I am web scraping wugniu.com to extract readings for characters that I input. I made a list of 10273 characters to format into the URL and bring up the page with readings, then I used the Requests module to return the source code, then Beautiful Soup to return all the audio ids (as their strings contain the readings for the input characters - I couldn't use the text that comes up in the table as they are svgs). Then I tried to output the characters and their readings to out.txt.
# -*- coding: utf-8 -*-
import requests, time
from bs4 import BeautifulSoup
from requests.packages.urllib3.exceptions import InsecureRequestWarning
requests.packages.urllib3.disable_warnings(InsecureRequestWarning)
characters = [
#characters go here
]
output = open("out.txt", "a", encoding="utf-8")
tic = time.perf_counter()
for char in characters:
# Characters from the list are formatted into the url
url = "https://wugniu.com/search?char=%s&table=wenzhou" % char
page = requests.get(url, verify=False)
soup = BeautifulSoup(page.text, 'html.parser')
for audio_tag in soup.find_all('audio'):
audio_id = audio_tag.get('id').replace("0-","")
#output.write(char)
#output.write(" ")
#output.write(audio_id)
#output.write("\n")
print(i)
time.sleep(60)
output.close()
toc = time.perf_counter()
duration = int(toc) - int(tic)
print("Took %d seconds" % duration)
out.txt
is the output file I tried to output the results to. I measured the time the process took to measure performance.

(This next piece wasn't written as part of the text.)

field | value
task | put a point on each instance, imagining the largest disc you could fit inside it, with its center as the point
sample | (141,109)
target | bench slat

However, after 50 or so loops, I get this in the cmd:
Traceback (most recent call last):
File "C:\Users\[user]\Documents\wenzhou-ime\env\lib\site-packages\urllib3\connection.py", line 169, in _new_conn
conn = connection.create_connection(
File "C:\Users\[user]\Documents\wenzhou-ime\env\lib\site-packages\urllib3\util\connection.py", line 96, in create_connection
raise err
File "C:\Users\[user]\Documents\wenzhou-ime\env\lib\site-packages\urllib3\util\connection.py", line 86, in create_connection
sock.connect(sa)
TimeoutError: [WinError 10060] A connection attempt failed because the connected party did not properly respond after a period of time, or established connection failed because connected host has failed to respond
During handling of the above exception, another exception occurred:
Traceback (most recent call last):
File"C:\Users\[user]\Documents\wenzhou-ime\env\lib\site-packages\urllib3\connectionpool.py", line 699, in urlopen httplib_response = self._make_request(
File "C:\Users\[user]\Documents\wenzhou-ime\env\lib\site-packages\urllib3\connectionpool.py", line 382, in _make_request
self._validate_conn(conn)
File "C:\Users\[user]\Documents\wenzhou-ime\env\lib\site-packages\urllib3\connectionpool.py", line 1010, in _validate_conn
conn.connect()
File "C:\Users\[user]\Documents\wenzhou-ime\env\lib\site-packages\urllib3\connection.py", line 353, in connect
conn = self._new_conn()
File "C:\Users\[user]\Documents\wenzhou-ime\env\lib\site-packages\urllib3\connection.py", line 181, in _new_conn
raise NewConnectionError(urllib3.exceptions.NewConnectionError: <urllib3.connection.HTTPSConnection object at 0x000002035D5F9040>: Failed to establish a new connection: [WinError 10060] A connection attempt failed because the connected party did not properly respond after a period of time, or established connection failed because connected host has failed to respond
During handling of the above exception, another exception occurred:
Traceback (most recent call last):
File "C:\Users\[user]\Documents\wenzhou-ime\env\lib\site-packages\requests\adapters.py", line 439, in send
resp = conn.urlopen(
File "C:\Users\[user]\Documents\wenzhou-ime\env\lib\site-packages\urllib3\connectionpool.py", line 755, in urlopen
retries = retries.increment(
File "C:\Users\[user]\Documents\wenzhou-ime\env\lib\site-packages\urllib3\util\retry.py", line 573, in increment
raise MaxRetryError(_pool, url, error or ResponseError(cause)) urllib3.exceptions.MaxRetryError: HTTPSConnectionPool(host='wugniu.com', port=443): Max retries exceeded with url: /search?char=%E8%87%B4&table=wenzhou (Caused by NewConnectionError('<urllib3.connection.HTTPSConnection object at 0x000002035D5F9040>: Failed to establish a new connection: [WinError 10060] A connection attempt failed because the connected party did not properly respond after a period of time, or established connection failed because connected host has failed to respond'))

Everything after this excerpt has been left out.